There are plenty of reasons to hate Lyndon Johnson, but dammit, the Voting Rights Act, the Great Society--he promised great things, and by God made them happen. The current crop of nominees are so scared of the Republican attack machine that they cling to safe centrist positions, and the only one of the bunch with the balls to do what's right, Dennis Kucinich, is openly mocked by the rest.

(True story: I got a call two weeks ago from some anonymous Edwards volunteer asking me if I'd made up my mind who to support. I said if forced to choose, I'd go with Kucinich, and she actually laughed at me and assured me he didn't have a chance. Kind of a strange tactic; it didn't change my opinion about Kucinich, but boy did it lower my opinion of Edwards. I don't care that he has Tim Robbins--seriously, Tim, why?--and Bonnie Raitt on his side, nothing will make me forget the sheer ugliness of that moment.)

The fact that the Democrats all seem to have sprung from the same policy-wonk pod is even more disheartening when you consider the diversity of voices found under the Republican tent. As much as I despise Huckabee's Keep-out-the-wetbacks vilify-the-faggots smite-the-infidels rhetoric, he's certainly nothing like Giuliani, who is wholly separate from McCain, who has nothing in common with a nutjob Libertarian like Ron Paul. Yet they're all (well, maybe not Paul) allowed their time in the sun by the party machine, possibly because the Republicans, in a rare moment of vulnerability, genuinely have no idea what to do.

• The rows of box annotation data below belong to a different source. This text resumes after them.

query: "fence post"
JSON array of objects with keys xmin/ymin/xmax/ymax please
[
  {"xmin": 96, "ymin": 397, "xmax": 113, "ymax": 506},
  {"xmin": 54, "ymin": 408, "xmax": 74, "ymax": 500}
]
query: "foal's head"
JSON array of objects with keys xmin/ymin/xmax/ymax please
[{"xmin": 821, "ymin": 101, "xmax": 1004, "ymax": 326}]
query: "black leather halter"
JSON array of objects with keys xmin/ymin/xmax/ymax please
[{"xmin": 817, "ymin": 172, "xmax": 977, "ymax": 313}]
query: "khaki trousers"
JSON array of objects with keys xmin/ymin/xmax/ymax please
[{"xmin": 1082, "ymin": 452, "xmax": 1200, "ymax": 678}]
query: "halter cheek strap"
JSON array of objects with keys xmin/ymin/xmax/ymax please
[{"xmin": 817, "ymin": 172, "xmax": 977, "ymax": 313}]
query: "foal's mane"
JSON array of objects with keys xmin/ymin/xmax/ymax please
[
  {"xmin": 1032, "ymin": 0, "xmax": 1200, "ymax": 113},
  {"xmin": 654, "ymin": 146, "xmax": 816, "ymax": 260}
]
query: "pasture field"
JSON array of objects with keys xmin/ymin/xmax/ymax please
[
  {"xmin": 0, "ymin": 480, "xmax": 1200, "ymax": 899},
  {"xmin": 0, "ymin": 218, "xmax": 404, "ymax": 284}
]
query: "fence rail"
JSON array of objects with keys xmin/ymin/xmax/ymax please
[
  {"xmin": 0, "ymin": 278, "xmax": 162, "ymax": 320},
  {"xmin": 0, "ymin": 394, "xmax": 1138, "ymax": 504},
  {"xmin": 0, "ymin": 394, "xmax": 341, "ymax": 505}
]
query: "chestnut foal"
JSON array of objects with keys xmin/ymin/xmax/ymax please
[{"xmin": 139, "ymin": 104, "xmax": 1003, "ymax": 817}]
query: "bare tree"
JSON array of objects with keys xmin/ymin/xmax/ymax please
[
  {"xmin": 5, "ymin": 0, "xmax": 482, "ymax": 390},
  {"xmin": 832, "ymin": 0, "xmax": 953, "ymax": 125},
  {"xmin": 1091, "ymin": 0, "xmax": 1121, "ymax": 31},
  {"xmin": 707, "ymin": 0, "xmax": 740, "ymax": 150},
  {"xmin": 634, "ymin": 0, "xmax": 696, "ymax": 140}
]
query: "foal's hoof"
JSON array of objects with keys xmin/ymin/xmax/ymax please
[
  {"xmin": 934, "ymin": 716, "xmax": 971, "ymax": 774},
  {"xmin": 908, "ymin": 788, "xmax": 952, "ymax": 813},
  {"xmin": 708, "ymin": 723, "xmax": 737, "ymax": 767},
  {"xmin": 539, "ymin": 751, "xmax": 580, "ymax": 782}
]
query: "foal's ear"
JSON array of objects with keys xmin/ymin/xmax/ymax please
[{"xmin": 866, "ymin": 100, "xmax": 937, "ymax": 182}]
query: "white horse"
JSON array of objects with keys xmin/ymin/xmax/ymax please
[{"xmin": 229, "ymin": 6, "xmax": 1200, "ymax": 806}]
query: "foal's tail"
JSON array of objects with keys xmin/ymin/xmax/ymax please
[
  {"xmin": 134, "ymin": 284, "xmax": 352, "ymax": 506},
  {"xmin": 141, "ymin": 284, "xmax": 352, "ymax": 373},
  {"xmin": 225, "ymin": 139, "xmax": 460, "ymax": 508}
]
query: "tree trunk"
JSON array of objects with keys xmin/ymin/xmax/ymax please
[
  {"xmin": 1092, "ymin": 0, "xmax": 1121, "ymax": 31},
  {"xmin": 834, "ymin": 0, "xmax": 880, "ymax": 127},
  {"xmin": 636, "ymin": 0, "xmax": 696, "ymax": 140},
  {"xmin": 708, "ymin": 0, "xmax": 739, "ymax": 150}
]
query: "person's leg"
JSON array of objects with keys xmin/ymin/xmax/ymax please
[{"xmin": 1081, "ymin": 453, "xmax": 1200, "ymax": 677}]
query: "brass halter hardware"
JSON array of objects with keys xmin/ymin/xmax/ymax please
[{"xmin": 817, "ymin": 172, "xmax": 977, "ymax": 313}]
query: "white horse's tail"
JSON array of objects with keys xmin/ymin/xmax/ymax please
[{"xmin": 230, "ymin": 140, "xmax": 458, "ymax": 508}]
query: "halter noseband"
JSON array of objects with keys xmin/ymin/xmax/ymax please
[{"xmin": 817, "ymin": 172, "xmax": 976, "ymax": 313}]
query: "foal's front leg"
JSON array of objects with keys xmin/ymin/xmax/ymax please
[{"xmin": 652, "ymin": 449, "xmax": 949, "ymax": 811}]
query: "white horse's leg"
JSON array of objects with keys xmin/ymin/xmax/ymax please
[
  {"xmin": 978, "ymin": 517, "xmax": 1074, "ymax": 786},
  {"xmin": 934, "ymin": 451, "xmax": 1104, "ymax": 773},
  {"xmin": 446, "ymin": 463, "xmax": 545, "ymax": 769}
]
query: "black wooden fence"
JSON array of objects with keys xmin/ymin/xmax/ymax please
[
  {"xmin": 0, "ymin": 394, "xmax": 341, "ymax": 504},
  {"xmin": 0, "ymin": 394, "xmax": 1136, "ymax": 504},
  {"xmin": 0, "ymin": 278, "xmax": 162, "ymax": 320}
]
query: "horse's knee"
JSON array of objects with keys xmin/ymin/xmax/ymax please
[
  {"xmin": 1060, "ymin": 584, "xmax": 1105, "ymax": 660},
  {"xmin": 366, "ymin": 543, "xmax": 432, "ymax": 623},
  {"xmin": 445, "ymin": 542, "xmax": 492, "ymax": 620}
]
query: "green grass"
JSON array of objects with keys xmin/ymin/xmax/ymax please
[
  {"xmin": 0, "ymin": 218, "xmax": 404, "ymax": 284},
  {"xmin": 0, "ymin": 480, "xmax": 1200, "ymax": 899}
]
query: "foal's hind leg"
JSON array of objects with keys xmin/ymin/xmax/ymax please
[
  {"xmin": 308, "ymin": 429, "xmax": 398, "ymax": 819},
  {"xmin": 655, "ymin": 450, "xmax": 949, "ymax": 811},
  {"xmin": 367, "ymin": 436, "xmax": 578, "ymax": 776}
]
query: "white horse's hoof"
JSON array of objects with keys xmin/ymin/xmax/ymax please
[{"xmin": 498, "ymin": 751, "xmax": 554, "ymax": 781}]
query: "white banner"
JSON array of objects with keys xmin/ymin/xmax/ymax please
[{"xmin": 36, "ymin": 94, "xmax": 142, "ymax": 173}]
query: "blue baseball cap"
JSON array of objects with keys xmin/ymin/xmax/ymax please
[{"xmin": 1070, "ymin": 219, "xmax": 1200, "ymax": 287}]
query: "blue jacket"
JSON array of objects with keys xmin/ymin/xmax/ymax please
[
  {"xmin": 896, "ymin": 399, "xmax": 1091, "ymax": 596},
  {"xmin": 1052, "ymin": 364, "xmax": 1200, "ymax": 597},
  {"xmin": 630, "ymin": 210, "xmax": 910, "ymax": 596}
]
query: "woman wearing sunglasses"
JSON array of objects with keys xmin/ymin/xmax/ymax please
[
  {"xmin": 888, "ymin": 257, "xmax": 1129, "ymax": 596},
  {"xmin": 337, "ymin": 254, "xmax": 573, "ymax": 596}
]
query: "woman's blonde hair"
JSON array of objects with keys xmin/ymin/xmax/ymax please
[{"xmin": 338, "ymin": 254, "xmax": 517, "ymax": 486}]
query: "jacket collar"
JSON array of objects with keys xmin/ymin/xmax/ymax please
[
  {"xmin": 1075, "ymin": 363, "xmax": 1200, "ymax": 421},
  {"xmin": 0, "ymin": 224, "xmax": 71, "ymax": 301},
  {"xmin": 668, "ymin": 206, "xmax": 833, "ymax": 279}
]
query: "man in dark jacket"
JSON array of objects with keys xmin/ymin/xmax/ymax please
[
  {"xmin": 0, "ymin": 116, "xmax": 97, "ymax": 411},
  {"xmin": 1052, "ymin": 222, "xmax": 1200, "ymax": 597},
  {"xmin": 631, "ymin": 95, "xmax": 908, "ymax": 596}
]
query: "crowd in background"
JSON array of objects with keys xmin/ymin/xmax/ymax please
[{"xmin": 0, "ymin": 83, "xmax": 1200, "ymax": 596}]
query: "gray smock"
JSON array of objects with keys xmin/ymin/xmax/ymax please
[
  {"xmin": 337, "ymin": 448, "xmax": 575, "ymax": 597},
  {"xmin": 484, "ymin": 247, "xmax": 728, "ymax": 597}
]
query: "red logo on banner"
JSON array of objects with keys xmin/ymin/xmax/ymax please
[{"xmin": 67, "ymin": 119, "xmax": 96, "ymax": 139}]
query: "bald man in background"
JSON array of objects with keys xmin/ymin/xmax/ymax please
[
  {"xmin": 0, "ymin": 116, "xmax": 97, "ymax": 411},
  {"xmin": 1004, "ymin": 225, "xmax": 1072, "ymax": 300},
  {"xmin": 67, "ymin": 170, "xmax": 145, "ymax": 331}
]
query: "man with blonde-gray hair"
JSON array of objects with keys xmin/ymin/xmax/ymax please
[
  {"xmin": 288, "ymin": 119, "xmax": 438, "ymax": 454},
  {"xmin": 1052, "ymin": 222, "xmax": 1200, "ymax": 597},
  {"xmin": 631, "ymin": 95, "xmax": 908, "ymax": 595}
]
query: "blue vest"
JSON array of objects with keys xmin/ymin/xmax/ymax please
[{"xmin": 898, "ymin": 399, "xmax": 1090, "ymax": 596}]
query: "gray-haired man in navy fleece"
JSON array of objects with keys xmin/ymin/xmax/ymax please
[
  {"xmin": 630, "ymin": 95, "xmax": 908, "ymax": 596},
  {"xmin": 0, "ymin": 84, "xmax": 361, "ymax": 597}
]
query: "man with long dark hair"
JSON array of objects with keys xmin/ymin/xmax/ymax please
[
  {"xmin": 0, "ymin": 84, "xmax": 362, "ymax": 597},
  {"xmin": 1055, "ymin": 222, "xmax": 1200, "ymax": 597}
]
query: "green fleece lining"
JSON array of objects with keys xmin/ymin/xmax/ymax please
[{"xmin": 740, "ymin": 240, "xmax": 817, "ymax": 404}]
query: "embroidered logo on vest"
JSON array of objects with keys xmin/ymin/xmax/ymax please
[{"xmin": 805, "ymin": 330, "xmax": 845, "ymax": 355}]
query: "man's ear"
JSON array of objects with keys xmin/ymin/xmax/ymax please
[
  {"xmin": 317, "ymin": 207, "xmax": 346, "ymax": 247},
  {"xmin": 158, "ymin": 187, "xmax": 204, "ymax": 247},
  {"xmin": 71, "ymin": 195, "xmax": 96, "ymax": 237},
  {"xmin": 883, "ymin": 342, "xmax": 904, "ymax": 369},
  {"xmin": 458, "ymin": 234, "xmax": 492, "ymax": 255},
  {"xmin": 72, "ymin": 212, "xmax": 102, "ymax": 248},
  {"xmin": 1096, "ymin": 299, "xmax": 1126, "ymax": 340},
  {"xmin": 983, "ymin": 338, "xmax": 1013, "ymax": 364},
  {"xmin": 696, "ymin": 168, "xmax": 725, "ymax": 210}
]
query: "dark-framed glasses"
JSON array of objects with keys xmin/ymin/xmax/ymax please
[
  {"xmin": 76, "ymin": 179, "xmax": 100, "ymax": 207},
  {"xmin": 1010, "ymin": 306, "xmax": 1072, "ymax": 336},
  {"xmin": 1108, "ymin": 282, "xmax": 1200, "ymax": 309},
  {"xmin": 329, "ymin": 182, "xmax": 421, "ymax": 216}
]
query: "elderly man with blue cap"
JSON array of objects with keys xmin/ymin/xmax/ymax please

So if there's a populist groundswell for one of these guys, the party might step in and anoint him, make him over into whatever they want him to be, make Huckabee slightly less openly racist or Giuliani somewhat less smug. But the Democratic machine wouldn't need to step in to polish the rough edges of Clinton, Obama or Edwards because they're already defanged, and frankly not worthy of the votes of any sentient beings.

Literally, as I wrote this, someone buzzed my doorbell. I went down to the lobby to find a phalanx of Edwards reps accompanied by a camera crew. They gave me the standard rap, and when I explained my disenchantment with the process, they predictably turned against me, bragging about how much more they care about democracy than I do, since they were willing to brave the cold just to go out there and knock on doors and...whatever.

All I could see were people patting themselves on the back for supporting mediocrity.